The changing economics of data in the mobile ecosystem has also boosted the payments space. “Two years earlier, only 40-50% of mobile owners used the internet on their handsets since data was expensive. Now internet on the mobile has become much cheaper, and the internet is no more a luxury but a basic need," explained Abbot. He believes that out of the multiple payment products rolled out in the country recently, UPI has clearly emerged as a “game changer" for the payments industry. “I would consider it as a fundamental change in the payments ecosystem. While wallets were popular, UPI gives direct access to the source of funds.
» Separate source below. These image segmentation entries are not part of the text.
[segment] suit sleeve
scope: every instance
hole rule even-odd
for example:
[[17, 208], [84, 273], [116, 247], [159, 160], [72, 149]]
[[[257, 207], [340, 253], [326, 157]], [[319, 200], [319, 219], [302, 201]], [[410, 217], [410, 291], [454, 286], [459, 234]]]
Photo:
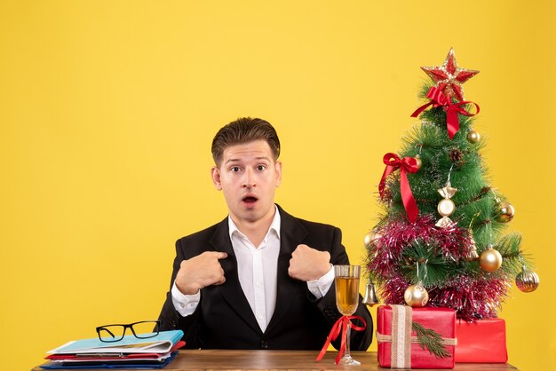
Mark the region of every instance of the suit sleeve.
[[181, 262], [189, 258], [189, 257], [187, 257], [185, 256], [184, 251], [185, 249], [182, 240], [178, 240], [176, 241], [176, 257], [174, 258], [171, 280], [170, 280], [170, 289], [166, 293], [166, 300], [164, 301], [158, 320], [162, 322], [163, 331], [180, 329], [184, 332], [182, 340], [186, 342], [186, 348], [198, 348], [197, 332], [201, 312], [199, 308], [201, 305], [197, 305], [197, 309], [193, 314], [182, 317], [181, 314], [176, 311], [176, 308], [174, 308], [171, 300], [171, 287], [176, 280], [178, 271], [179, 271]]
[[[349, 264], [349, 258], [346, 252], [346, 248], [342, 245], [342, 232], [339, 228], [334, 227], [332, 233], [330, 253], [330, 263], [336, 264]], [[351, 343], [350, 347], [353, 351], [366, 351], [370, 343], [372, 342], [373, 334], [373, 322], [370, 312], [367, 309], [367, 306], [362, 304], [362, 296], [359, 296], [359, 305], [357, 311], [353, 315], [362, 318], [367, 323], [367, 327], [364, 331], [352, 331], [351, 332]], [[322, 315], [329, 323], [331, 328], [332, 325], [340, 318], [342, 314], [338, 311], [336, 307], [336, 290], [334, 286], [330, 288], [326, 296], [322, 298], [316, 300], [315, 304], [317, 308], [322, 312]], [[360, 321], [357, 321], [356, 325], [361, 326]], [[336, 349], [340, 348], [340, 337], [338, 336], [335, 342], [332, 342], [332, 345]]]

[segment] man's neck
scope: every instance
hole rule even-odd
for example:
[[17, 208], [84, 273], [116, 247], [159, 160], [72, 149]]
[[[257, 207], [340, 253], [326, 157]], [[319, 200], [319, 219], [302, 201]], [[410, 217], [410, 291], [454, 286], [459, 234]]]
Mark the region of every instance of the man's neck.
[[276, 212], [278, 212], [276, 211], [276, 208], [273, 207], [272, 210], [266, 213], [264, 217], [253, 222], [249, 220], [235, 220], [234, 217], [232, 217], [232, 220], [234, 220], [237, 229], [249, 239], [253, 246], [258, 248], [263, 240], [265, 240], [265, 236], [266, 236], [268, 233], [268, 229], [274, 218], [274, 213]]

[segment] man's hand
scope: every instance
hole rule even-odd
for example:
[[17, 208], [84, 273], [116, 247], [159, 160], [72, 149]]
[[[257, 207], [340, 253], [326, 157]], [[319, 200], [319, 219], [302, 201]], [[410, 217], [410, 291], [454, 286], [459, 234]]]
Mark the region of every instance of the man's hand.
[[227, 254], [205, 251], [191, 259], [183, 260], [176, 275], [176, 287], [184, 295], [195, 295], [210, 285], [221, 285], [226, 281], [219, 259]]
[[298, 245], [291, 253], [288, 274], [300, 280], [315, 280], [330, 270], [330, 254], [319, 251], [307, 245]]

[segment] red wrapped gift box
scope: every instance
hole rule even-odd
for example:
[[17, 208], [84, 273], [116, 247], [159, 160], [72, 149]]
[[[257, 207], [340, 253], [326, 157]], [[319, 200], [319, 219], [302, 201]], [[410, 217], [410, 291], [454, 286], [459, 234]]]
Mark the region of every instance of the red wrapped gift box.
[[[393, 313], [393, 308], [396, 313]], [[402, 305], [381, 305], [377, 311], [377, 339], [378, 342], [378, 364], [383, 367], [393, 368], [454, 368], [454, 349], [456, 343], [456, 312], [449, 308], [413, 308], [410, 321], [417, 322], [425, 328], [436, 331], [445, 342], [444, 347], [449, 357], [437, 358], [426, 348], [421, 348], [417, 343], [415, 333], [411, 333], [410, 321], [401, 318], [401, 309], [412, 308]], [[393, 334], [393, 315], [394, 328]], [[405, 314], [407, 317], [407, 313]], [[399, 335], [400, 322], [405, 320], [406, 328], [409, 323], [409, 332], [412, 340], [408, 346], [407, 338], [401, 343]], [[397, 340], [396, 340], [397, 339]], [[404, 349], [405, 348], [405, 349]], [[393, 354], [393, 349], [394, 351]], [[402, 354], [403, 353], [403, 354]], [[409, 354], [408, 354], [409, 353]], [[409, 364], [408, 364], [409, 363]]]
[[505, 322], [502, 319], [456, 321], [456, 362], [506, 363]]

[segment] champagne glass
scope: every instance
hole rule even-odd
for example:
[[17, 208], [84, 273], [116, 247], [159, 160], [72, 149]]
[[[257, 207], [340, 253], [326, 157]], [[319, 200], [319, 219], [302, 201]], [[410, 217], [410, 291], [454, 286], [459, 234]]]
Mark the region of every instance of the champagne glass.
[[[359, 305], [359, 275], [361, 265], [334, 265], [334, 283], [336, 286], [336, 306], [345, 316], [353, 315]], [[346, 339], [346, 351], [338, 365], [355, 366], [361, 362], [353, 359], [349, 351], [351, 323], [348, 322]]]

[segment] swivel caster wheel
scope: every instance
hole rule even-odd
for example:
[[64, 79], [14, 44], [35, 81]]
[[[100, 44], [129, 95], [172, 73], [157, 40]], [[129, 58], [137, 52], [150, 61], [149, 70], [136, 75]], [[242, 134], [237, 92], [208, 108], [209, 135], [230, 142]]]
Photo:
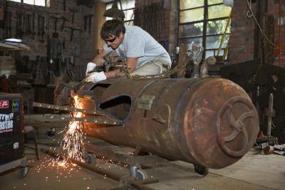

The way UPI was conceived, it allowed companies such as ours to go beyond wallets," he added.

The movement of money has improved dramatically due to technology development in payment gateways. “Money is now moving as quickly as a WhatsApp message. There is innovation in gateways which has now reduced transaction failures. Even if a consumer makes an error, she is prompted to other payment options—which has brought in a 10% improvement in transactions," said Amrish Rau, CEO, PayU India.

As digital adoption increased, e-commerce also saw the shift. “E-commerce grew on the cash-on-delivery model. One trend post-demonetization was the increased acceptance of alternative payment channels. An interesting twist, in our study, was that people who don’t know English are finding it difficult to finish the last mile. So, interfaces will be created for over 225 million people who don’t use English," said Sreedhar Prasad, partner, e-commerce and startups, KPMG. Soon, e-commerce companies will integrate UPI on their payment options list. “UPI is likely to be the next wave for online payments," said Prasad.

And it is not just the payments companies and financial institutions that are interested in payments. “It is interesting to see Google, Samsung and WhatsApp entering the payments space," Rau said. According to him, five things will influence the payments arena next year. First, credit will move to alternative lending platforms. Second, the line between social commerce and fast commerce will get blurred. Third, social media and payments will get merged. Fourth, big data will be used exponentially. Finally, concluded Rau, “the use of QR code will see an interesting twist (it has seen uptake in China)".